Apache Spark – First Impression

If you are still proud of the fact that you have years of hadoop map reduce development on your resume, you are out.

As you know in 2014, Apache Spark totally knocked out Hadoop at the Terasort benchmart test.

From the technical perspective, they are all cluster frame work but Spark is more memory intensive and therefore, its processing cap will be much lower than Hadoop. However, as the technology develops, the general memory limit for a commodity hardware could easily go beyond tens of GB, and it is not surprising that you have a server that has hundreds of RAM. In that case, if you have a small cluster of 10 servers, the theoretical capacity for Spark is 640 GB (64GB RAM each). Unless you are working for the companies who mainly focus on user activities at a very high level of granularity, any commonly used structured routine dataset like years of invoices, inventory history, pricing, .. could be easily fit into memory. In another way, a dataset with low billions of records could easily be processed by Apache Spark. Nowadays, services like AWS, Google Cloud also makes it really easy to pay for extra hardware as you go. Say you have a really really huge dataset that you want to take a look, simply bring up a cluster with customized size of memory and computing power and it is also fairly cost effective.
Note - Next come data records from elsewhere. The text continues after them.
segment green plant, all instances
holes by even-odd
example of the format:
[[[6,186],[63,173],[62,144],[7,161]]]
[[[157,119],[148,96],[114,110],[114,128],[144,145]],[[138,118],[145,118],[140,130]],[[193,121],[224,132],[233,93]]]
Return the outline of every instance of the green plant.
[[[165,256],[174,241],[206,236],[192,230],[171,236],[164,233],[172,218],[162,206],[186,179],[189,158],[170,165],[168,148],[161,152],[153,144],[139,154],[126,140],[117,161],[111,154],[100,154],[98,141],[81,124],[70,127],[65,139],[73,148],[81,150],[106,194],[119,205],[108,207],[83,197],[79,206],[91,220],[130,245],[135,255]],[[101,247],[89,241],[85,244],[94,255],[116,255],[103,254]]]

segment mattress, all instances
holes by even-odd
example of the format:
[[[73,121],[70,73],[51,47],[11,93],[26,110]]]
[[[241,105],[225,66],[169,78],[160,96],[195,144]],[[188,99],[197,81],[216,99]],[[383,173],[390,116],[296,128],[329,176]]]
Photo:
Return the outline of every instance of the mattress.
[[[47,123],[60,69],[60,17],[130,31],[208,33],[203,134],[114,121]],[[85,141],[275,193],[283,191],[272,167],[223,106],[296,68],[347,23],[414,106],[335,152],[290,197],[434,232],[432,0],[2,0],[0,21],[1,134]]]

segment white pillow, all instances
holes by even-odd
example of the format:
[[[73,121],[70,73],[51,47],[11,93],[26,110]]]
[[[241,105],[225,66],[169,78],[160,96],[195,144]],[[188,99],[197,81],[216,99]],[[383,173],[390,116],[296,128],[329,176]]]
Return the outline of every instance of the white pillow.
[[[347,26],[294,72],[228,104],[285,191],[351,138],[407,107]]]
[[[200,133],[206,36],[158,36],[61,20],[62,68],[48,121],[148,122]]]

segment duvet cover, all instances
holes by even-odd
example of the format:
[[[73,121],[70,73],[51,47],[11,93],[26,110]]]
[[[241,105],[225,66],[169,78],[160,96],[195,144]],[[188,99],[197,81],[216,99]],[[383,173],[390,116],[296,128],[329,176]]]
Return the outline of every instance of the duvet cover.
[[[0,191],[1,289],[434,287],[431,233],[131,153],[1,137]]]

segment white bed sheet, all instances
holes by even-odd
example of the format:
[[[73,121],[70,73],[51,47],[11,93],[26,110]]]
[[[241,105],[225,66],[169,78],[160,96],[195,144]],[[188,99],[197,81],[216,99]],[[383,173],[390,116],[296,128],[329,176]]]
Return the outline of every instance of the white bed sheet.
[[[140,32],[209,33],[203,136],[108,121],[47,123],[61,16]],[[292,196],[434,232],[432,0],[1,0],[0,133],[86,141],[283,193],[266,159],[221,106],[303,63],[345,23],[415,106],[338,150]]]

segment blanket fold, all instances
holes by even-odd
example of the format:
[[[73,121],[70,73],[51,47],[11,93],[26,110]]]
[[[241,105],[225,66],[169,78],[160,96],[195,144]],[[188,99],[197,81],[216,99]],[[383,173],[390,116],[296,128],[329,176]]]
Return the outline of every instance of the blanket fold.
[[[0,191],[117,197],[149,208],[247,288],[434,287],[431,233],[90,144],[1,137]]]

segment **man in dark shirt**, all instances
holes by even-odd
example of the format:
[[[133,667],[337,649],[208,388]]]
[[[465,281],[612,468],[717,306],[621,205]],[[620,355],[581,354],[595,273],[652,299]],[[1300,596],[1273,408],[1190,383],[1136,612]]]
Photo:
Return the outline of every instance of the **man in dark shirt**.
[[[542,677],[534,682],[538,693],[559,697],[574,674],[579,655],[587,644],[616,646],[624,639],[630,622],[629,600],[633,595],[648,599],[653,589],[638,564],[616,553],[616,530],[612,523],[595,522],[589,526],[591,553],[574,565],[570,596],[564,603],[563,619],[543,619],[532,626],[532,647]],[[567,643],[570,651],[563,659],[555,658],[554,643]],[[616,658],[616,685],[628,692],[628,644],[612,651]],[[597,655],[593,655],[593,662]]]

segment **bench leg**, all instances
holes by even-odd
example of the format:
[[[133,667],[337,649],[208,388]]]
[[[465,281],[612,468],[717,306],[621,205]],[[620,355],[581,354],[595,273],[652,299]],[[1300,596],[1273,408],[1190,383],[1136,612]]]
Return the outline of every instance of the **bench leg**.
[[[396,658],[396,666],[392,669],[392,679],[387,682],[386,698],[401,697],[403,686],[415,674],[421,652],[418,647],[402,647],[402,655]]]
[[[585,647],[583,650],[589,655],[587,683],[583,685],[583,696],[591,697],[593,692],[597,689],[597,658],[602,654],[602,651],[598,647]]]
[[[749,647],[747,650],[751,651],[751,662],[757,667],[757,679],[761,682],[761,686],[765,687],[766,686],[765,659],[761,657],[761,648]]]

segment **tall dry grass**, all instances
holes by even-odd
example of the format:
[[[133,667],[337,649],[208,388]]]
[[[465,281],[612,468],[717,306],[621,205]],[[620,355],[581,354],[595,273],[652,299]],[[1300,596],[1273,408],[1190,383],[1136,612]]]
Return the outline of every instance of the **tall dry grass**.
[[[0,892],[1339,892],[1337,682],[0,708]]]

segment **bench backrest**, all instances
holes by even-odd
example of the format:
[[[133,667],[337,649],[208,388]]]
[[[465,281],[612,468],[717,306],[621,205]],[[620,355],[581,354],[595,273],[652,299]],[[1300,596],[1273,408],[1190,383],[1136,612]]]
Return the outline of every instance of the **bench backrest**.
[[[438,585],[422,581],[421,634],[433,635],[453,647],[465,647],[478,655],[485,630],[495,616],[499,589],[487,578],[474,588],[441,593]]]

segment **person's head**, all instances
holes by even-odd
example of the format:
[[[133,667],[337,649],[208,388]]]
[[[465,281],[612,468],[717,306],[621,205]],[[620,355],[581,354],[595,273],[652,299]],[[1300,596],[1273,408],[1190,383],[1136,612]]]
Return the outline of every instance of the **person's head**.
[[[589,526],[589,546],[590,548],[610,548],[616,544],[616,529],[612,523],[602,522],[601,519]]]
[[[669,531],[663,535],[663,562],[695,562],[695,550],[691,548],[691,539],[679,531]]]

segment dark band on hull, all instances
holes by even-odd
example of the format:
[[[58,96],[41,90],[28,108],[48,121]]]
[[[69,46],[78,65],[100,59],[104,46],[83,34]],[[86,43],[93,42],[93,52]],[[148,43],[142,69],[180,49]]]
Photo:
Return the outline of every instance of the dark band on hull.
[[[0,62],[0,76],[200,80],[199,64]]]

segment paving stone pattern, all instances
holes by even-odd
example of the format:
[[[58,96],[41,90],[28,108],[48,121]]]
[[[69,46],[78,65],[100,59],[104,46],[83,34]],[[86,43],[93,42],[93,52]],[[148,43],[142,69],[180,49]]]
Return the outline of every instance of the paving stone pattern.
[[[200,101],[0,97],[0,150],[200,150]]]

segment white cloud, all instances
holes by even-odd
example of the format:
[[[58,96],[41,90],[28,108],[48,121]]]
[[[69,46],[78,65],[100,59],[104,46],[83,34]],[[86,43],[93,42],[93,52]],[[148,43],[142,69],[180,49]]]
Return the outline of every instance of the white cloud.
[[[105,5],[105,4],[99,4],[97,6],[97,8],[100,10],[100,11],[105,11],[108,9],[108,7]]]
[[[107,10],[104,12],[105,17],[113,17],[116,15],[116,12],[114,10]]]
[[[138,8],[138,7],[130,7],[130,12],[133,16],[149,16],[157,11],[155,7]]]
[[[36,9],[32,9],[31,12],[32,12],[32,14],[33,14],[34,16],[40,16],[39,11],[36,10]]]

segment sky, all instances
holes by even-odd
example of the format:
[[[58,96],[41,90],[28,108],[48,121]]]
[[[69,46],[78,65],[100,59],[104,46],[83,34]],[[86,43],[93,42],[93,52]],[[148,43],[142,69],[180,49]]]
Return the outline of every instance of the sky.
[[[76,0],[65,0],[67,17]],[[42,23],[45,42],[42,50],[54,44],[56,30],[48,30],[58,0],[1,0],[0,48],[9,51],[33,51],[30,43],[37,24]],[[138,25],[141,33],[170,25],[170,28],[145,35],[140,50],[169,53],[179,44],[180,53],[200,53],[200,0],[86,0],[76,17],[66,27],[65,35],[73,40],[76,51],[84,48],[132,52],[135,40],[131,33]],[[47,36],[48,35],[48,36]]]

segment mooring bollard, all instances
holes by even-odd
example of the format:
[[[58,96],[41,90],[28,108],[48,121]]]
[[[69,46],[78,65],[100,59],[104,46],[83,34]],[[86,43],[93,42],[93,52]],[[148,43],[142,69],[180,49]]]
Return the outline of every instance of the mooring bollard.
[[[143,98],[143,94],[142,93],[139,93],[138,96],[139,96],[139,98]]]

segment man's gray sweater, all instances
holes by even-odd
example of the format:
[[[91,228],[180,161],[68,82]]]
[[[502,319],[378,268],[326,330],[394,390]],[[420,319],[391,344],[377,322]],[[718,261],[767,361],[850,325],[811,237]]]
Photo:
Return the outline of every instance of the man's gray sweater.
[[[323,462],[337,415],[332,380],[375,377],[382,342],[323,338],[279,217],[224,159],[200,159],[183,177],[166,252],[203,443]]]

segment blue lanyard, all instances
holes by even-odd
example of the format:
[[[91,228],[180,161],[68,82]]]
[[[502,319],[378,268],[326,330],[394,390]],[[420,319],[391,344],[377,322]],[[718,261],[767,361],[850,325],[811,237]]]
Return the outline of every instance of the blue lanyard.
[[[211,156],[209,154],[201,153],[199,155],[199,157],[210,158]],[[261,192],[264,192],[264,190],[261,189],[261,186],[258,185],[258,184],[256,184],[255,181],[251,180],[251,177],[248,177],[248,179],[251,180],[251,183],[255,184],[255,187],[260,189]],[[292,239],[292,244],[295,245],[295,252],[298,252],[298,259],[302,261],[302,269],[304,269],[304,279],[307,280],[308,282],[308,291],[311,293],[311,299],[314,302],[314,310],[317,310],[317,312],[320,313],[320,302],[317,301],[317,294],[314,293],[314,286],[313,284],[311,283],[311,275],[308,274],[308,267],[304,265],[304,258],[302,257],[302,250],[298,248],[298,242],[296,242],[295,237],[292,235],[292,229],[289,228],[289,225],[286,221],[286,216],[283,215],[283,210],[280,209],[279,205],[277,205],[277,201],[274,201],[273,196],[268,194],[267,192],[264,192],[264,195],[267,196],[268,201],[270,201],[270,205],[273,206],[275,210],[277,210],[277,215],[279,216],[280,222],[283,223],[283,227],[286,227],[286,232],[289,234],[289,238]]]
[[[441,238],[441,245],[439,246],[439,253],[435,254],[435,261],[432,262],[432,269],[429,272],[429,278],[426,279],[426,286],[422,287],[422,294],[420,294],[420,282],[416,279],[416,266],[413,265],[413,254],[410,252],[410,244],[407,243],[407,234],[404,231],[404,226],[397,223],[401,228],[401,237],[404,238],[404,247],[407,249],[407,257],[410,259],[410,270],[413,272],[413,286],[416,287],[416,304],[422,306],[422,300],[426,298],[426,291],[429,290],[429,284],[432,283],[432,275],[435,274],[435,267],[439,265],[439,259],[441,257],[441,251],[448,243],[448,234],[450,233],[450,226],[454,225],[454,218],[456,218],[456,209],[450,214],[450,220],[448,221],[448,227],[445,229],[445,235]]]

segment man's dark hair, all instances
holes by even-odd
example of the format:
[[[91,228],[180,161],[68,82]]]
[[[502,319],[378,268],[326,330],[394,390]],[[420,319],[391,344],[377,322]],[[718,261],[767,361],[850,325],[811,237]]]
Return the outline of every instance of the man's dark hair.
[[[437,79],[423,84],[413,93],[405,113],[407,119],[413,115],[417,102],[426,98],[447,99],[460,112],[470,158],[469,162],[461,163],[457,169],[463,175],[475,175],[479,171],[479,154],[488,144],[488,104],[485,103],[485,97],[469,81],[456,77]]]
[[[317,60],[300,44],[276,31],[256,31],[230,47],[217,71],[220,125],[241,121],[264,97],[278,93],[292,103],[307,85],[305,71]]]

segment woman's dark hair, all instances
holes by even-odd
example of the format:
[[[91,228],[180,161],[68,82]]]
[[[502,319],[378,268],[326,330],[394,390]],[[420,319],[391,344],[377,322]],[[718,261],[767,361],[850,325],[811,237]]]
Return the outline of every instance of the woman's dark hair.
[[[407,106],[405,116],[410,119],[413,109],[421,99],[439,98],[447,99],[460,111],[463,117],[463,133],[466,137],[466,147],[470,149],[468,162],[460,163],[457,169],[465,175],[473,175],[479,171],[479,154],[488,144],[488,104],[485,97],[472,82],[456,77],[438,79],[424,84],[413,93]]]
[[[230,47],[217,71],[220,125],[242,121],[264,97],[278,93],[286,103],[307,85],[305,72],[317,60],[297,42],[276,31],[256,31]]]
I have already spent a few hours on Spark and SparkSQL, it was a little bit PITA at the beginning to make sure that pySpark is properly set up (I am a heavy Python and R user) but after that, it is mainly a matter of time to get used to the Syntax of pyspark.

Here is a programming guide that I found really helpful. I highly recommend to try out every example and be familiar with every new term if you don’t know what they mean like (sc, rdd, flatmap…etc.)

The reason that I really like it because the philosophy there is a lot like Hadley Wickham’s dplyr package. You can easily chain the commonly used transformation operations like ‘filter, map(mutate), group_by…etc.’. And so far, I am playing around with a dataset that contains 250 million rows, I have not done that much performance tuning but the default performance out of box is fairly promising taking my small cluster into consideration (500-GB memory capacity). A map function (do some transformation on each line) generally takes less than 2 minutes.